With a new book coming in the Uglies series, we can’t help but reflect on how much our world has changed since Uglies first hit shelves…changed to look a lot more like the world depicted in Scott Westerfeld’s epic series, that is. Even though Uglies came out in 2005 (!!!), it’s more relevant today than ever, and here’s why.
10 Reasons Why Uglies Is Still Great After More Than 10 Years
1. The concept of Hoverboards is as relevant as ever!
With these “Hoverboard” (actually just self-balancing scooters/harder-to-ride segways) showing up everywhere–the mall, the subway, crowded streets, even the court at NBA games–it’s beginning to feel like these devices are going to become a main form of transportation. (Except people in real life do not have “crash bracelets” and balancing belly ring clips like Tally.)
Can we just get some hoverships and floating ice rinks now?
2. The lure of plastic surgery is real.
In a society where you cannot avoid celebrity news, this will always be relevant. Even those of us that like the way we look can get a little insecure after seeing some recent Kylie Jenner selfies. (She DEFINITELY looks like a New Pretty.)
3. No matter how much culture changes, most of us still feel ugly and awkward at some point between 12 and 16.
It’s brilliant when Tally sees an older teen Ugly for the first time, and thinks that maybe people get less ugly after 16, but they would never find out since that’s when they undergo surgery in her world.
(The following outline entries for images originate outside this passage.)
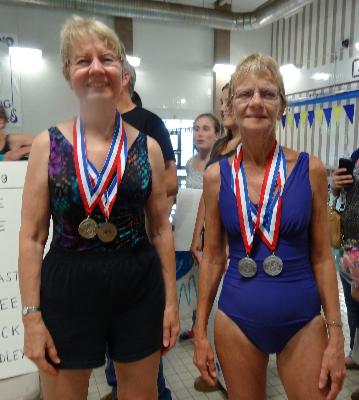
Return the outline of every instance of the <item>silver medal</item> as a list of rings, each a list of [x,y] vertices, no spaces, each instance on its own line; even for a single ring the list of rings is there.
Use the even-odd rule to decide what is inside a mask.
[[[270,276],[277,276],[283,270],[283,261],[274,254],[271,254],[263,261],[264,272]]]
[[[252,278],[257,273],[257,264],[250,257],[244,257],[238,262],[238,271],[245,278]]]

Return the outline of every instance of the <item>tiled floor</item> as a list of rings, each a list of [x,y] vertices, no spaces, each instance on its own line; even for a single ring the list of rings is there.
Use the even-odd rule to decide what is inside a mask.
[[[345,320],[346,308],[343,293],[340,293],[341,308],[343,319]],[[348,327],[344,328],[346,337],[346,350],[348,348]],[[190,341],[178,343],[176,348],[164,358],[164,372],[167,386],[172,391],[173,400],[220,400],[227,396],[223,391],[217,391],[210,394],[197,392],[193,388],[193,381],[198,376],[196,367],[192,364],[193,345]],[[347,371],[347,377],[342,392],[338,400],[349,400],[351,393],[359,388],[359,371]],[[89,388],[88,400],[99,400],[110,391],[106,383],[104,368],[98,368],[91,377],[91,386]],[[275,366],[275,358],[271,357],[268,369],[268,399],[285,400],[283,386],[278,378]]]

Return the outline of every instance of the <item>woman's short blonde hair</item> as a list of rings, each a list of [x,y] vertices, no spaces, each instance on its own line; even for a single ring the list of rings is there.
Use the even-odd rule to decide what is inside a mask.
[[[283,77],[279,71],[278,64],[272,57],[261,53],[251,54],[237,65],[236,70],[231,77],[230,94],[234,93],[237,84],[245,79],[247,75],[251,73],[258,74],[262,71],[269,72],[273,80],[276,82],[279,89],[279,96],[282,104],[285,106],[287,104],[287,99],[285,96]]]
[[[89,40],[94,37],[105,42],[121,62],[125,59],[125,47],[114,30],[95,18],[72,16],[65,22],[61,30],[62,72],[67,80],[70,77],[69,64],[72,47],[79,40]]]

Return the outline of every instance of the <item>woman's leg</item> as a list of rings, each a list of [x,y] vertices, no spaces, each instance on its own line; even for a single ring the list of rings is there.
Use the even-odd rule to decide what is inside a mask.
[[[44,400],[86,400],[91,369],[61,369],[52,376],[40,372]]]
[[[160,352],[138,361],[114,362],[119,400],[157,400],[157,376]]]
[[[327,343],[325,323],[318,315],[300,329],[277,355],[278,372],[288,400],[326,398],[328,389],[319,390],[318,385]]]
[[[214,324],[217,356],[230,400],[265,400],[268,355],[218,310]]]

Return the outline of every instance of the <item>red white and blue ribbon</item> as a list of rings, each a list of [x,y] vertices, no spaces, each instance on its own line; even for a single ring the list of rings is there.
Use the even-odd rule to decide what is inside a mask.
[[[126,135],[124,135],[124,142],[120,151],[120,157],[117,163],[117,170],[108,189],[105,190],[104,194],[101,196],[101,199],[99,201],[99,206],[105,218],[109,217],[112,207],[115,203],[117,197],[117,191],[121,184],[123,174],[125,172],[127,155],[128,155],[127,137]],[[92,164],[90,160],[88,160],[88,165],[89,165],[89,172],[91,175],[92,184],[95,185],[97,180],[99,179],[100,173],[97,171],[96,167]]]
[[[250,254],[255,233],[271,251],[277,247],[282,211],[282,194],[286,177],[286,159],[276,142],[269,153],[258,208],[249,199],[243,148],[239,144],[232,163],[233,191],[237,200],[239,225],[244,247]]]
[[[114,187],[117,188],[117,184],[113,183],[113,177],[117,171],[117,179],[115,179],[115,182],[118,182],[118,177],[122,178],[123,175],[123,172],[120,174],[118,172],[119,165],[121,165],[123,170],[126,165],[126,161],[120,161],[120,154],[123,153],[124,150],[126,150],[125,154],[127,157],[127,145],[124,146],[125,140],[126,134],[122,124],[122,119],[120,114],[117,113],[116,128],[112,137],[110,149],[108,151],[104,166],[102,167],[101,171],[97,173],[97,176],[94,179],[91,177],[90,171],[92,168],[86,154],[85,129],[81,118],[77,117],[75,119],[73,126],[74,162],[79,190],[87,214],[91,214],[97,203],[101,201],[102,196],[108,188],[110,189],[110,187],[113,186],[112,191],[115,190]],[[92,167],[94,166],[92,165]],[[107,203],[113,205],[113,193],[109,191],[108,195],[110,194],[111,200]],[[106,196],[107,195],[105,195],[105,198]]]

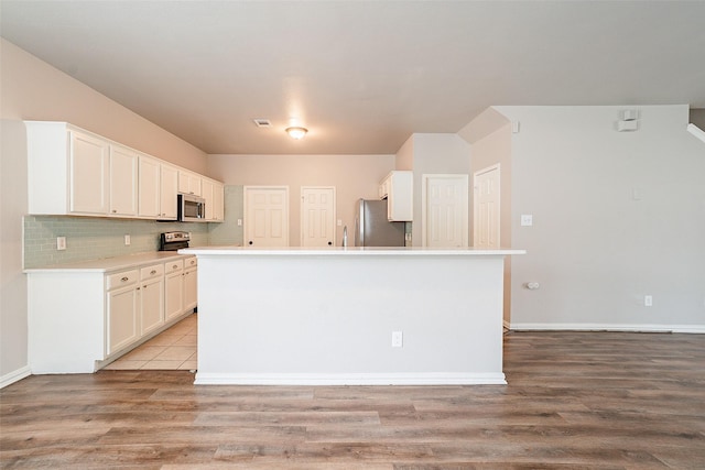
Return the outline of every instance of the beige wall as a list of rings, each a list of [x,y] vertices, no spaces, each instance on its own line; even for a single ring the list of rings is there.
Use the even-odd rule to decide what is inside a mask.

I can’t even imagine what my Ugly nickname would be if I lived in her world as a young teen. Frizzhead? Four-Eyes? Freckle-face?
4. The lingo alone is reason to reread this book.
Between “rusties,” “bubbly,” “The Smoke,” and “SpagBol,” you’ll have fun new terms for every (odd) situation in your week.
5. The femship!
Although Shay and Tally have a complicated relationship as the plot progresses, their affection for each other is really what kickstarts everything. We should all be so lucky as to have a friend who would turn themselves in to a dystopian regime surgery in order to eventually cure us from our pretty-mindedness.
6. Our society still depends on oil.
In the novel, it’s explained that the main reason the Rusties’ civilization (ours!) failed is because of an airborne bacterium that infected petroleum and caused it to set on fire when in contact with oxygen. Basically cars and planes started exploding all over the place. Even though our society is constantly working on means of alternative energy, most of us still need oil to get by day-to-day, whether it’s keeping us warm, fueling our travel— even making crayons. Without it, we would be an immobile people, all freezing our bums off, and without glitter Crayolas. The threat is real.
7. It is a YA that actually feels like it’s written for Young Adults.
A lot of YA today features increasingly mature protagonists who have to save the world and never worry about normal teen stuff: how their peers see them, first kisses, outgrowing a best friend, where they fit in, or causing trouble just for the sake of causing trouble. The Uglies series is able to tackle these real teenage things, while also taking the readers on a thrilling dystopian adventure.
8. All four of the books in the series are compulsively readable.
Once you re-read the first one you’ll have to go back and re-read them all. And then you can venture into some of Scott Westerfeld’s other equally well-done books: Bogus to Bubbly: An Insider’s Guide to the World of Uglies, Leviathan, Afterworlds, and the newest, Zeroes.
9. David as a Book Boyfriend never gets less attractive.
Through Tally, we are able to fall in love with David’s personality instead of his looks—his bravery, kindness, intelligence, and leadership skills. And that kind of love can last a lifetime for some of us, no matter how many “pretties” come along. (Plus, there is nothing like a tough guy in a worn leather jacket.)
10. Feeling pretty as you are is always an important lesson.
No matter what your age, there are always parts of your appearance you sometimes wish you could fix. But if we all altered these things, where would that lead? Into a society where everyone looked the same, and only cared about looks and partying? Westerfeld is conveying a vital lesson here that will always be applicable.